Tue, 06 Sept 2016
Tropical plant and wildlife centre was handed over to a charitable trust in 1996
The Living Rainforest at Hampstead Norreys is home to more than 700 species of plant and animal life.
It was the brainchild of Keith Bromley, former chairman of the shoe retailer Russell and Bromley, who said he was inspired to create Wyld Court rainforest (as it was first known) after sailing in the Orinoco delta in Venezuela in the 1980s.
Conservationist and philanthropist Mr Bromley handed the centre over to a the World Land Trust in 1996, amid much fanfare and a visit from celebrated botanist and tv presenter Dr David Bellamy, who helped greatly to raise the profile of ecology and conservation throughout his long career.
Wyld Court Rainforest opened to the public in three climate-controlled glasshouses in 1993, after more than a year of planning under the curatorship of botanist and Chelsea Flower Show Gold Medallist Barrie Findon.
In July 2000, with Keith Bromley’s support, the centre was handed over to Karl Hansen, Director of the Trust for Sustainable Living, who renamed it the Living Rainforest and established it as an independent educational charity.
Visitor numbers have soared as generations of school children from West Berkshire and further afield have been enthralled by the hot steamy environment with its huge-leaved exotic plants and unusual animals to explore.
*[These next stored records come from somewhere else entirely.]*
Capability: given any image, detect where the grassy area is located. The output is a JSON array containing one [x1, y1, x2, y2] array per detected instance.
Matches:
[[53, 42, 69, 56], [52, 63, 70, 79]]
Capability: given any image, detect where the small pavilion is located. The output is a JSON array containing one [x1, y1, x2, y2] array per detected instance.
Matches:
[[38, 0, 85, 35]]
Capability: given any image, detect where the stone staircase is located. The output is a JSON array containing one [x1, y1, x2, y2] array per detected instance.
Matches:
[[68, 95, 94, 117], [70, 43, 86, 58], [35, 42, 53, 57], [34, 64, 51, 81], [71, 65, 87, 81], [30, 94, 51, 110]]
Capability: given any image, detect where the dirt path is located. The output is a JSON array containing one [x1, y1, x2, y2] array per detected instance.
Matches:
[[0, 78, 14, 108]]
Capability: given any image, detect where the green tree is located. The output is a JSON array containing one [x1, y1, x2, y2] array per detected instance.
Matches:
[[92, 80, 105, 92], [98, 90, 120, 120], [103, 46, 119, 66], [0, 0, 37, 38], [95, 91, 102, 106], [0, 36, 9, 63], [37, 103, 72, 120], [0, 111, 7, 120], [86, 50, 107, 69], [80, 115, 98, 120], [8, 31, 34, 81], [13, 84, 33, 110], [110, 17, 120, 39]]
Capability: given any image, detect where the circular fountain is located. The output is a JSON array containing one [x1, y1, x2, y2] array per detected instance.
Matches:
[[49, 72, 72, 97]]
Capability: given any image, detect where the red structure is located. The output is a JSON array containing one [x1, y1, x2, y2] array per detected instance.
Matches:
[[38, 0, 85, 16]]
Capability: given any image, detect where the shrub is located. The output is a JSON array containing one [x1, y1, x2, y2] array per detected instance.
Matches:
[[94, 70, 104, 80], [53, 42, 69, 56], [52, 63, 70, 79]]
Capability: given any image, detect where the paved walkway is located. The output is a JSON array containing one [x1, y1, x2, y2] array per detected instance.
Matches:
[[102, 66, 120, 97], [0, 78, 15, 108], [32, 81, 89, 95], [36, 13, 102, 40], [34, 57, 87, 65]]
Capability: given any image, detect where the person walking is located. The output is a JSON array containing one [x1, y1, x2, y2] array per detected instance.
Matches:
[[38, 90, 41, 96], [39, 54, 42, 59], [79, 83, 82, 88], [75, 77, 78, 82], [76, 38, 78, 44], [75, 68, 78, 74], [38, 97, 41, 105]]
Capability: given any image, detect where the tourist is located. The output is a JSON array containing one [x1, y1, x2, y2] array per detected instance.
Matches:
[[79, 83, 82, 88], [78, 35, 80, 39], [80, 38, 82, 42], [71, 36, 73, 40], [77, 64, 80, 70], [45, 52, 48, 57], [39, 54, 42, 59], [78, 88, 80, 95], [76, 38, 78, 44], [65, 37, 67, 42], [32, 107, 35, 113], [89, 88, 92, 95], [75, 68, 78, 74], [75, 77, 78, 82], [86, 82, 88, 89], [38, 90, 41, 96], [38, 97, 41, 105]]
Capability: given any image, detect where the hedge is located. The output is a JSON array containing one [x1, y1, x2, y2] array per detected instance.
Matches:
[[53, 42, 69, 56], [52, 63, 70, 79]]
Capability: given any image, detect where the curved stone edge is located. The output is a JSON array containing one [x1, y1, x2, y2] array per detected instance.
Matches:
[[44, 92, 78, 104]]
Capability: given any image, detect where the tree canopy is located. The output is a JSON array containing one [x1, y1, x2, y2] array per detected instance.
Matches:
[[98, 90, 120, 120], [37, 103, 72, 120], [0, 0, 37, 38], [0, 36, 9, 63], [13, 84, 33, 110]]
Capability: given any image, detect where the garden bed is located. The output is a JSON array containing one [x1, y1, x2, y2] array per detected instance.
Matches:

From tamarin monkeys to piranha fish,from birds and butterflies to lizards, there is much to attract the eye.
Exotic plants are no strangers to Hampstead Norreys. For many decades, the site was home to Wyld Court Orchids, one of Europe’s leading orchid nurseries.
The seed for Wyld Court Orchids was sewn in 1920 when then owner of the estate farm and stud, Sir William Cooke, became interested in the delicate and beautiful flowers sent to him from India by his son, and decided to collect and cultivate them. His daughter Betty took over the collection of 5,000 flowering plants in 1951, winning Chelsea Gold at her first show five years later. By the 1970s the collection had grown to over 40,000 plants. The award-winning and often rare orchids were exhibited all over the world, and the farm was open to the public on occasions under the National Gardens Scheme.
In 1983, Betty Garston (nee Cooke) by then living in Madeira, sold the Orchid Farm to Lewes Orchids of Sussex, and the family connection was thus ended.